Brenuss gave a small snort of laughter, then stepped back when the dragon’s blank—but piercing—gaze fell on him too.
Darak’Thar did not answer at once. Then, in a deep rumble, the earth shook. Was it laughter… or annoyance?
— You jest… before the weight of stone. Very well. Then bear it.
Darak’Thar let out a short, thunderous roar. Instantly, gravity surged.
The ground split beneath Garlan. His body was crushed downward, as if a hundred mountains had settled on his shoulders.
— Gravity, multiplied by fifty, growled the dragon.
Garlan transformed instantly, body sheathing in dark crimson scales, arms broadening, fangs bared. He assumed his full draconic form, breath rumbling in his throat, bracing against the weight.
He bent at the knees, but held. Claws dug deep into the ground to resist.
Then, with brutal effort, he channeled wind-mana through his muscles—not to fly, which he knew was impossible here—but to lighten himself from within.
In a heartbeat, he vanished, reappearing level with the Primordial’s colossal face.
His fist glowed. The air trembled.
— This is how I move.
He smashed his wind-forged fist into the dragon’s stone cheek. A shard of mineral broke free, and a thin fissure spread across the black rock.
Darak’Thar stared at him, unmoving.
Then he laughed. A deep, ancient, rocky roar.
— Ah… ah hah hah… You remind me of your grandfather.
— Me, weak physically? Garlan smirked. I’d say I’m holding my own pretty well.
Darak gave no answer. He simply raised a single claw. Slow. Majestic. And tapped.

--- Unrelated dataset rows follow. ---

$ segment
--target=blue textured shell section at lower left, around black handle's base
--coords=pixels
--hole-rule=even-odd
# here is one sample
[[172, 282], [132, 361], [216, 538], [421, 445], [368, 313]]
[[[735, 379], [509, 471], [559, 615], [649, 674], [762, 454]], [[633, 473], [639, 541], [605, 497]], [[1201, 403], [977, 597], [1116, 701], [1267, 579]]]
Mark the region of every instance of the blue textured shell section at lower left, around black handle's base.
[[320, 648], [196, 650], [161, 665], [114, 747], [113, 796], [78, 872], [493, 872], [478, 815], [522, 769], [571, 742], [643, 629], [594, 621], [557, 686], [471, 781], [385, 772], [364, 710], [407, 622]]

Not a strike. Merely the tip of his claw, casual, almost lazy.
But the impact was monstrous.
Garlan was hurled sideways, smashing through a rocky outcrop dozens of meters behind. His body slammed into stone, carving a bloody trail, his chest torn open in a deep, clean gash.

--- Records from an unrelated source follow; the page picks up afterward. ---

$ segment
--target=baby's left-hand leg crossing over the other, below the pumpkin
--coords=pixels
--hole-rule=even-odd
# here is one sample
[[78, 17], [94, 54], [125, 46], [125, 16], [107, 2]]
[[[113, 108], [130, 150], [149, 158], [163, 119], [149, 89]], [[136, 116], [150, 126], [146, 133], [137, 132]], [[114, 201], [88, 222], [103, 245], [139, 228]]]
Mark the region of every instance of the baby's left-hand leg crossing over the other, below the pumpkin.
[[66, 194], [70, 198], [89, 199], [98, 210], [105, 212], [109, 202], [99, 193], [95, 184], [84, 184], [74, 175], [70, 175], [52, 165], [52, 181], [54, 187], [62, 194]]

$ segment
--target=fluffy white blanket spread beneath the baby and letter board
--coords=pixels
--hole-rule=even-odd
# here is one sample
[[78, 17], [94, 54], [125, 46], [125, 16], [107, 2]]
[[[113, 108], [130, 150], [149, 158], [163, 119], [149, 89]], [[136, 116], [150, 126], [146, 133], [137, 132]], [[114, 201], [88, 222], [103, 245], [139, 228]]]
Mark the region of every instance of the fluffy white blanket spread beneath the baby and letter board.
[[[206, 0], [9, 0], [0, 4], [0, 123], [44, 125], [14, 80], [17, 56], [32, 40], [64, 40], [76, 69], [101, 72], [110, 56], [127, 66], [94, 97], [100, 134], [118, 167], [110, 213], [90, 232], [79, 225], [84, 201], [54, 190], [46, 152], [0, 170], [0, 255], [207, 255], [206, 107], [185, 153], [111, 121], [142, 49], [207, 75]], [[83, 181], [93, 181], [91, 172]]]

He hit the ground. And did not rise.
— GARLAN! Marenna screamed.
She rushed to him, hands already blazing with light. But seeing him like this—unconscious, half-eviscerated—snapped something inside her.

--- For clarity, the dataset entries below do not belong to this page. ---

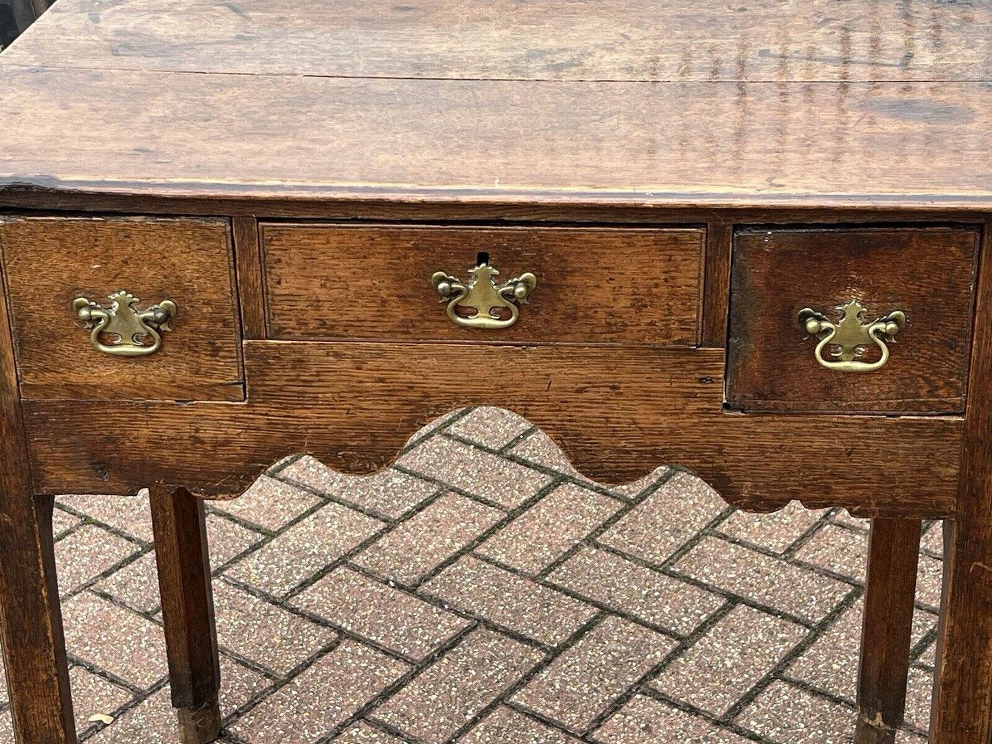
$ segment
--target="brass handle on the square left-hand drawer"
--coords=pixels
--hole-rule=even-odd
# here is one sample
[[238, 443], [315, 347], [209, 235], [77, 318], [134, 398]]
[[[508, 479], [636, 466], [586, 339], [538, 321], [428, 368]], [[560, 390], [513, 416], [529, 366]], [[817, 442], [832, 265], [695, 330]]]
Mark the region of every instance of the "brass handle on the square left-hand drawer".
[[[176, 303], [163, 300], [147, 310], [135, 306], [141, 301], [126, 290], [109, 296], [109, 310], [84, 297], [72, 301], [72, 309], [89, 331], [89, 340], [100, 351], [116, 356], [144, 356], [159, 350], [160, 330], [172, 330], [169, 323], [176, 317]], [[103, 343], [101, 334], [117, 336], [113, 343]], [[147, 343], [151, 338], [152, 343]]]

Her breath hitched. Her mana spun wildly, first like spores, then like a wave of unchecked growth.
She rose slowly, eyes glowing with a luminescent green, her form wrapped in furious roots and vines she no longer controlled.
— YOU STRUCK HIM TOO HARD!
With a cry of rage, she leapt, propelled by a surge of wild mana. Midair, she summoned colossal roots, thick as tree trunks, tearing through stone with a thunderous roar.
They coiled around Darak’Thar’s massive legs, straining, pulling in opposite directions, as though to rend him apart.
The Primordial staggered, his colossal bulk collapsing to the ground in a detonation that shook the valley. A seismic wave split cliffs, fractured earth.
The ground still trembled.
And in the midst of it all, Darak’Thar erupted into laughter. Deep. Rocky. Almost pleased.
— Ah hah hah… You caught me off guard, little dryad. But I acknowledge your strength.